Grease and line the sides of a 6″cake tin with parchment paper.
Cream the butter in the bowl of the stand mixer until creamy. Add the sugar and beat until the mixture is pale and fluffy. For about 3 minutes. Add the vanilla extract and the egg yolks, one by one, beating well after each addition till well combined. Do not over beat. That will curdle the mixture.
Sieve the flour, cornflour, baking powder and cocoa powder in a sieve resting on a plate.
Add the buttermilk with the food colouring and mix together. It should be very red, so add more if you need to.
Sift one-third of the dry ingredients into the butter and eggs mixture and fold until just combined, then pour in one-third of the buttermilk mixture and mix until just combined. Continue, combining a third at a time, until both are incorporated.
Whisk the egg whites and salt in a separate clean bowl until stiff peaks form. Add 1/3rd to the batter and mix. Add the remaining egg whites in three stages, folding them in gently with a spatula until just incorporated, without knocking off too much air from the egg whites.
In a small bowl, mix the vinegar and baking soda until it bubbles up, then gently fold this into the batter.
Quickly pour the batter into the prepared tin and smooth the top. Bake in the oven for 25–30 minutes or until a skewer inserted into the middle comes out clean .
Rest the cake in the tin 15 minutes, then carefully remove the cake from the tin and cool it completely.
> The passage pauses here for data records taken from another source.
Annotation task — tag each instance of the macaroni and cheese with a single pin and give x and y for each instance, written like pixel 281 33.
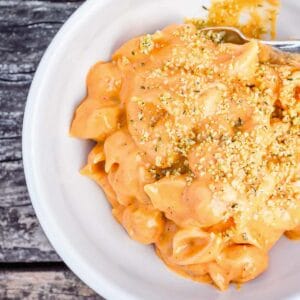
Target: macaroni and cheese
pixel 197 149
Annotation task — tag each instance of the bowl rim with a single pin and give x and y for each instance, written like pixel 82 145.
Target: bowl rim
pixel 95 280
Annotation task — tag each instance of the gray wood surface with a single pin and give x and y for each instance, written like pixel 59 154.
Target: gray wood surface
pixel 29 266
pixel 52 285
pixel 26 29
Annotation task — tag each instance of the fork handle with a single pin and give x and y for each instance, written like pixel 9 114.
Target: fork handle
pixel 287 46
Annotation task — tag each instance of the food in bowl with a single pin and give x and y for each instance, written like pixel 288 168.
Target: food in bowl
pixel 197 149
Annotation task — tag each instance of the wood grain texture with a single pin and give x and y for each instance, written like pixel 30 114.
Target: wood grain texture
pixel 29 266
pixel 26 29
pixel 45 285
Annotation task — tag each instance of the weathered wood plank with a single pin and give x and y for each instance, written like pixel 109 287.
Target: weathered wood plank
pixel 21 237
pixel 26 29
pixel 60 284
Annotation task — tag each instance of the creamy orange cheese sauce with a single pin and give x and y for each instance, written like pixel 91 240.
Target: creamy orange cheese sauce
pixel 197 149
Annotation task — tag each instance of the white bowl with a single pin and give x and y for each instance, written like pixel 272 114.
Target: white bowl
pixel 72 209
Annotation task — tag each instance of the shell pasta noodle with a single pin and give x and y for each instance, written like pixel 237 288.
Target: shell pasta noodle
pixel 197 148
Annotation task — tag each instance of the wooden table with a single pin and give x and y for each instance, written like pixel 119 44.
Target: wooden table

For the frosting, whip the heavy cream with 1/4 cup icing sugar till stiff peaks form.
Whip cream cheese with the remaining icing sugar in a separate bowl till smooth.
Fold in whipping cream and cream cheese together.
And now to assemble the Red Velvet cake. Slice the cake into three equal parts. Cut these slices equal to the diameter of the glass used for serving.
Layer the cake as the bottom most layer in the glass.
Pipe frosting on the cake evenly. Place the next slices of cake and repeat it with frosting. Top the Red Velvet Cake with some crumbs of the cake and serve.
Note: Instead of layers you can even crumble the cake and layer it in the glass.